In traditional null hypothesis significance testing (NHST), a p-value tells you how surprising your data would be if the null hypothesis were true. But it doesn’t tell you how much evidence you have for one hypothesis relative to another. That is where Bayes Factors come in.
A Bayes Factor is a ratio that expresses how much more likely the observed data are under one hypothesis compared to another.
There are two versions, and which one you see depends on which hypothesis is in the numerator:
\[ BF_{10} = \frac{\text{Likelihood of data under } H_1}{\text{Likelihood of data under } H_0} \]
\[ BF_{01} = \frac{\text{Likelihood of data under } H_0}{\text{Likelihood of data under } H_1} \]
(Note: \(H_0\) is the null hypothesis and \(H_1\) is the alternative hypothesis… as if there were only one…)
The subscript tells you the story: BF10 puts the alternative hypothesis (\(H_1\)) on top, so values greater than 1 favor \(H_1\). BF01 puts the null hypothesis (\(H_0\)) on top, so values greater than 1 favor \(H_0\).
BF01 works the same way but in reverse:
Different software packages report different versions. JASP, for example, reports both. Always check the subscript before interpreting.
Because BF10 and BF01 are just the same ratio flipped upside down, they are exact mathematical inverses of each other:
\[ BF_{01} = \frac{1}{BF_{10}} \qquad \text{and} \qquad BF_{10} = \frac{1}{BF_{01}} \]
This means if you are given one, you can always compute the other.
If \(BF_{10} = 5\):
\[ BF_{01} = \frac{1}{5} = 0.20 \]
If \(BF_{01} = 4\):
\[ BF_{10} = \frac{1}{4} = 0.25 \]
If \(BF_{10} = 1\):
\[ BF_{01} = \frac{1}{1} = 1 \]
When \(BF_{10} = BF_{01} = 1\), there is no evidence favoring either hypothesis.
This inverse relationship means a large \(BF_{10}\) and a small \(BF_{01}\) are saying exactly the same thing — strong evidence for \(H_1\). Students sometimes mistakenly treat a small \(BF_{01}\) as weak evidence, when in fact a \(BF_{01}\) of 0.05 is equivalent to a \(BF_{10}\) of 20: strong evidence for the alternative.
If you’re a student of numerical cognition like I am, you know that we should make this a rule: Always use the \(BF_01\) or \(BF_10\) that results in a whole number.

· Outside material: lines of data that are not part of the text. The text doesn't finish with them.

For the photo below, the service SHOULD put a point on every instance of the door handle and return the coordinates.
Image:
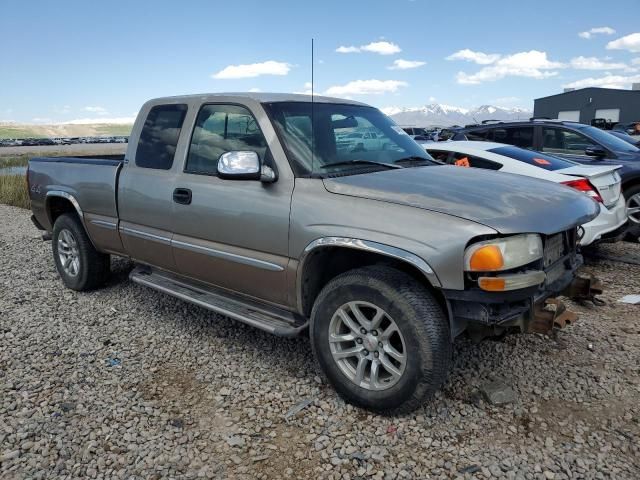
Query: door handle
(182, 195)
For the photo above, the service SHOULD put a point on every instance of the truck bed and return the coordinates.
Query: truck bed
(89, 180)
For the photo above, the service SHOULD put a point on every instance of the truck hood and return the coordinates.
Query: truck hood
(502, 201)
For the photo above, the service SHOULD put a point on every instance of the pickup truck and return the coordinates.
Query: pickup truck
(242, 204)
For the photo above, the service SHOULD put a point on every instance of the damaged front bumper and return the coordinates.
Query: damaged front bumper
(533, 309)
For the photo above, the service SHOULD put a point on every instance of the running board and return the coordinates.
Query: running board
(265, 317)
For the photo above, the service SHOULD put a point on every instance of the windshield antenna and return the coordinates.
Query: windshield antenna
(313, 136)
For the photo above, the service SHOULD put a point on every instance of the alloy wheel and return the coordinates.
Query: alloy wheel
(367, 345)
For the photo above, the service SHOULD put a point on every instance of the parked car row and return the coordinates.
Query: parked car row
(324, 218)
(31, 142)
(571, 141)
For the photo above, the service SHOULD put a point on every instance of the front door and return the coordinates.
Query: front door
(145, 203)
(233, 233)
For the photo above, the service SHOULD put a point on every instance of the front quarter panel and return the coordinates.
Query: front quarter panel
(436, 238)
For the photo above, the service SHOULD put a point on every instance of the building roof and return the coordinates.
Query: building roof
(621, 90)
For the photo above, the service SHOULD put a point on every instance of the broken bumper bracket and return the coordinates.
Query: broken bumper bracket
(552, 312)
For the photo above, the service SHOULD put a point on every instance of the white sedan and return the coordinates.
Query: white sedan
(600, 183)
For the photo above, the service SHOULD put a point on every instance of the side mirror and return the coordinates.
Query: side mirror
(244, 165)
(595, 151)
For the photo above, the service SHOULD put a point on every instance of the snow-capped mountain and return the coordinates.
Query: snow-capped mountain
(437, 114)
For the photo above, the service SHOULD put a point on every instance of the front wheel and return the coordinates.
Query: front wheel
(80, 265)
(381, 339)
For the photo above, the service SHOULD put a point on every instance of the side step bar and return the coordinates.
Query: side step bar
(265, 317)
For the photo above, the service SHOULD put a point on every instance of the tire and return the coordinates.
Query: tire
(632, 196)
(424, 339)
(88, 268)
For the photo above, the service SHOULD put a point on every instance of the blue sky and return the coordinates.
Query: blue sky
(70, 60)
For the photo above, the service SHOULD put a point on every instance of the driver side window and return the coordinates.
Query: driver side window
(220, 129)
(556, 140)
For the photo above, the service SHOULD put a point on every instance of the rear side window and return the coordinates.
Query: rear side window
(159, 136)
(478, 135)
(220, 129)
(465, 160)
(537, 159)
(519, 136)
(440, 155)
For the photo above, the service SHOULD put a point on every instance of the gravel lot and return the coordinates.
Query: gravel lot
(128, 383)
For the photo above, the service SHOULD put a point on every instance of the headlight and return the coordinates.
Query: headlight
(503, 253)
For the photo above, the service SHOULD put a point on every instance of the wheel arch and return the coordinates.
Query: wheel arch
(58, 202)
(326, 257)
(630, 182)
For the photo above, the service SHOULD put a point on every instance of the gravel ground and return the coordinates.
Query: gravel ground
(125, 382)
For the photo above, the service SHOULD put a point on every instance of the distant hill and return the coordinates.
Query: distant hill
(17, 130)
(441, 115)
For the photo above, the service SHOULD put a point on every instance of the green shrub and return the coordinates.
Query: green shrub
(13, 191)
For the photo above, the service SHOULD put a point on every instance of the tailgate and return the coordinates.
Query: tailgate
(605, 179)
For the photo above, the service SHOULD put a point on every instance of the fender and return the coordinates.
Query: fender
(367, 246)
(67, 196)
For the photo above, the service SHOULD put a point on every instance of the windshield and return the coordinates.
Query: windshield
(607, 140)
(346, 139)
(536, 159)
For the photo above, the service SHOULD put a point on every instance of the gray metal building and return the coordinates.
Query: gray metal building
(585, 104)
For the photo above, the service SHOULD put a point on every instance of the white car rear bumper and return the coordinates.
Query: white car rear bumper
(607, 221)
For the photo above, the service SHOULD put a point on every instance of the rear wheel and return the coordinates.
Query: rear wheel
(80, 266)
(632, 196)
(381, 339)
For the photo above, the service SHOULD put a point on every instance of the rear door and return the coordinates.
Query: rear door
(233, 234)
(145, 205)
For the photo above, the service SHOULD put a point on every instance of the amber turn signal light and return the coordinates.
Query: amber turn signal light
(486, 259)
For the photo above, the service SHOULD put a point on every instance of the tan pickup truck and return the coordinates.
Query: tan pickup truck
(270, 209)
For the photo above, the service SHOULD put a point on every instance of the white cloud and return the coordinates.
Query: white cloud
(350, 49)
(596, 31)
(118, 120)
(476, 57)
(406, 64)
(62, 110)
(366, 87)
(382, 48)
(251, 70)
(608, 81)
(593, 63)
(629, 42)
(97, 110)
(531, 64)
(391, 110)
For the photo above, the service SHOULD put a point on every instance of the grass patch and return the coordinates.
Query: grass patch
(13, 191)
(14, 161)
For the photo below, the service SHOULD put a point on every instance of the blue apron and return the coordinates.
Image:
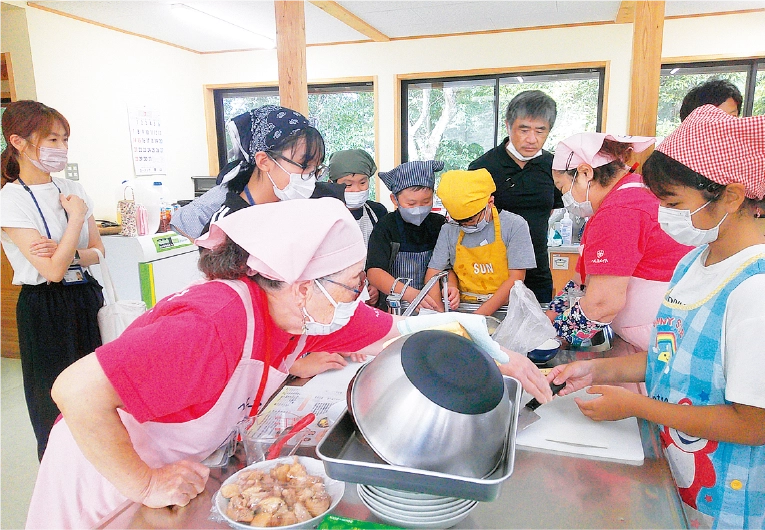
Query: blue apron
(722, 484)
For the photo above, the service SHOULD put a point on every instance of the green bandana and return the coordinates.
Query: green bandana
(351, 161)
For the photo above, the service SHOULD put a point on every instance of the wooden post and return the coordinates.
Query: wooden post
(290, 53)
(646, 66)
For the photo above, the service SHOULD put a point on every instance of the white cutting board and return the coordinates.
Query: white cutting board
(562, 428)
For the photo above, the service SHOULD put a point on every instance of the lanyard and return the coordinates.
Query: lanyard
(47, 230)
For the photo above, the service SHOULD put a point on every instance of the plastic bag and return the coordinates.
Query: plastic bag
(526, 326)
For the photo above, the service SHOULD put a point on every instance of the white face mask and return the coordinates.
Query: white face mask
(679, 225)
(50, 159)
(343, 313)
(513, 151)
(356, 199)
(579, 209)
(414, 215)
(298, 187)
(480, 225)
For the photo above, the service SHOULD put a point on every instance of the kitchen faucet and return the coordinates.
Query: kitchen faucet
(394, 300)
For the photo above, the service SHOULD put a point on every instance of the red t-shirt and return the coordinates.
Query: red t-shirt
(172, 364)
(624, 238)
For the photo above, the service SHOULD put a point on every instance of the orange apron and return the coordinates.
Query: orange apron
(481, 270)
(70, 494)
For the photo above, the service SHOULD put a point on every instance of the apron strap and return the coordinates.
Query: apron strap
(371, 213)
(243, 291)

People understand whole numbers a lot more accurately than decimals and fractions.
A study reports \(BF_{10} = 6\).
What is \(BF_{01}\)?
A study reports \(BF_{01} = 0.25\).
What is \(BF_{10}\)?
A researcher runs a Bayesian t-test and finds \(BF_{10} = 1\).
What does this mean?
A. There is strong evidence for \(H_1\)
B. There is strong evidence for \(H_0\)
C. The data are equally consistent with both hypotheses
D. The test failed to converge
A study reports \(BF_{01} = 12\).
Which hypothesis do the data favor, and by how much?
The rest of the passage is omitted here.